Closed axch closed 7 years ago
Betas with small pseudocounts are useful for forcing boolean models of various stripes into regimes with very peaky posteriors. Very peaky posteriors are useful for debugging the models and one's inference schemes.
Isn't there already a probability type?
The second and third options don't appear to be exclusive.
There is a ProbabilityType
, which (currently) expects its elements to represented as a VentureNumber
between 0 and 1.
It turns out that sampling from logit(Beta(a, b)) is actually quite easy for all values of a and b, because sampling from Beta(a, b) entails computing x/(x + y) for some x and y, which may be not even directly representable but only logarithmically representable themselves, and logit(x/(x + y)) = log x - log y. So we can easily adapt the algorithms
x ~ Gamma(a)
y ~ Gamma(b)
return x/(x + y),
for a > 1 or b > 1, and
u ~ U[0, 1]
v ~ U[0, 1]
x = u^(1/alpha)
y = v^(1/beta)
reject unless x + y <= 1
return x/(x + y)
for a, b <= 1 (Johnk's algorithm), to log-odds space.

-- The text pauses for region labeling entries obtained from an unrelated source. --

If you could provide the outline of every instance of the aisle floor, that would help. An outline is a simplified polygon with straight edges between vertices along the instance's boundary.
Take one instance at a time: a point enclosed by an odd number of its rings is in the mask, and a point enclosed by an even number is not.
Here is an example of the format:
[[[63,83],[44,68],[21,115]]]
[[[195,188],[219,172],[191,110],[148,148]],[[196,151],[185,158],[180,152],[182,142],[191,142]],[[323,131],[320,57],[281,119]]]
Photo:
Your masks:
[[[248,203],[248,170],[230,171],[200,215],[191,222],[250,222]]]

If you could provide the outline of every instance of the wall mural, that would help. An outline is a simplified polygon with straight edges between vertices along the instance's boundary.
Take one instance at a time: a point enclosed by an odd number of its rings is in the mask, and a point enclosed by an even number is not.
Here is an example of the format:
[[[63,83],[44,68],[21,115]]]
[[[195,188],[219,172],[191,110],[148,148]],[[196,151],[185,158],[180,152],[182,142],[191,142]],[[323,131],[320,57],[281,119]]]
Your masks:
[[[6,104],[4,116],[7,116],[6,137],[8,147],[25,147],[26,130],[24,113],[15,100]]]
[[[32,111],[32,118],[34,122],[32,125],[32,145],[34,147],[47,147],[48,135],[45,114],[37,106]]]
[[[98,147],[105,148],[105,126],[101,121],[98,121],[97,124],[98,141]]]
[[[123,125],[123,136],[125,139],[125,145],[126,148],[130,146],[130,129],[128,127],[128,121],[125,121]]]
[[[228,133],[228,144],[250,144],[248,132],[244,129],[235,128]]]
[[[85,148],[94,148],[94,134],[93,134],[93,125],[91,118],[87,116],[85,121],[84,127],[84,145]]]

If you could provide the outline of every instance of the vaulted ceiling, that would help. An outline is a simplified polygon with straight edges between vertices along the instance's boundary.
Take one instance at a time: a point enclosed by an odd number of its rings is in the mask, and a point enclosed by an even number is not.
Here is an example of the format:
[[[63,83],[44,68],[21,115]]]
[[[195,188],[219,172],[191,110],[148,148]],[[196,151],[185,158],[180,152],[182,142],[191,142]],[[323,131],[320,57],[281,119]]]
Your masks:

Full Python sketch:
def logit_beta(prng, alpha, beta):
inf = float('inf')
if alpha == 0 and beta == 0:
return -inf if uniform64(prng) & 1 else +inf
elif alpha == 0:
return +inf
elif beta == 0:
return -inf
elif min(alpha, beta) < 1e-300:
return -inf if uniform_01(prng) < alpha/(alpha + beta) else +inf
if 1 < alpha or 1 < beta:
log_G = standard_loggamma(prng, alpha)
log_H = standard_loggamma(prng, beta)
return log_G - log_H
while True:
u = uniform_01(prng)
v = uniform_01(prng)
log_x = math.log(u)/alpha
log_y = math.log(v)/beta
if logsumexp([log_x, log_y]) <= 0:
return log_x - log_y
Finally, a Bernoulli sampler with a log-odds space weight is also easy -- if p is in direct space and x its corresponding value in log-odds space, then instead of uniform_01() < p, just compute logit(uniform_01()) < x, or uniform_01() < logistic(x). I believe both logit and logistic can be easily computed efficiently with high precision -- I expect the definitions we have in backend/lite/utils.py are good enough.
Is Johnk's algorithm still necessary in logit space? I see it simplifies a great deal, which is pleasant :)
Also, do we still need the min(alpha, beta) < 1e-300 clause?
Provided we have a good log Gamma sampler, it appears that Johnk's algorithm may not be necessary in logit space.
Given a Gamma sampler with shape > 1, I think this is a good log Gamma sampler for shape < 1:
G = standard_gamma(prng, shape + 1)
U = uniform_01(prng)
return math.log(G) + math.log(U)/shape
(See Devroye, IX.3.6, 'Gamma variate generators when a < 1', p. 420, option (3), http://www.nrbook.com/devroye/Devroye_files/chapter_nine.pdf#42; then expand out the log of G*U^(1/alpha).)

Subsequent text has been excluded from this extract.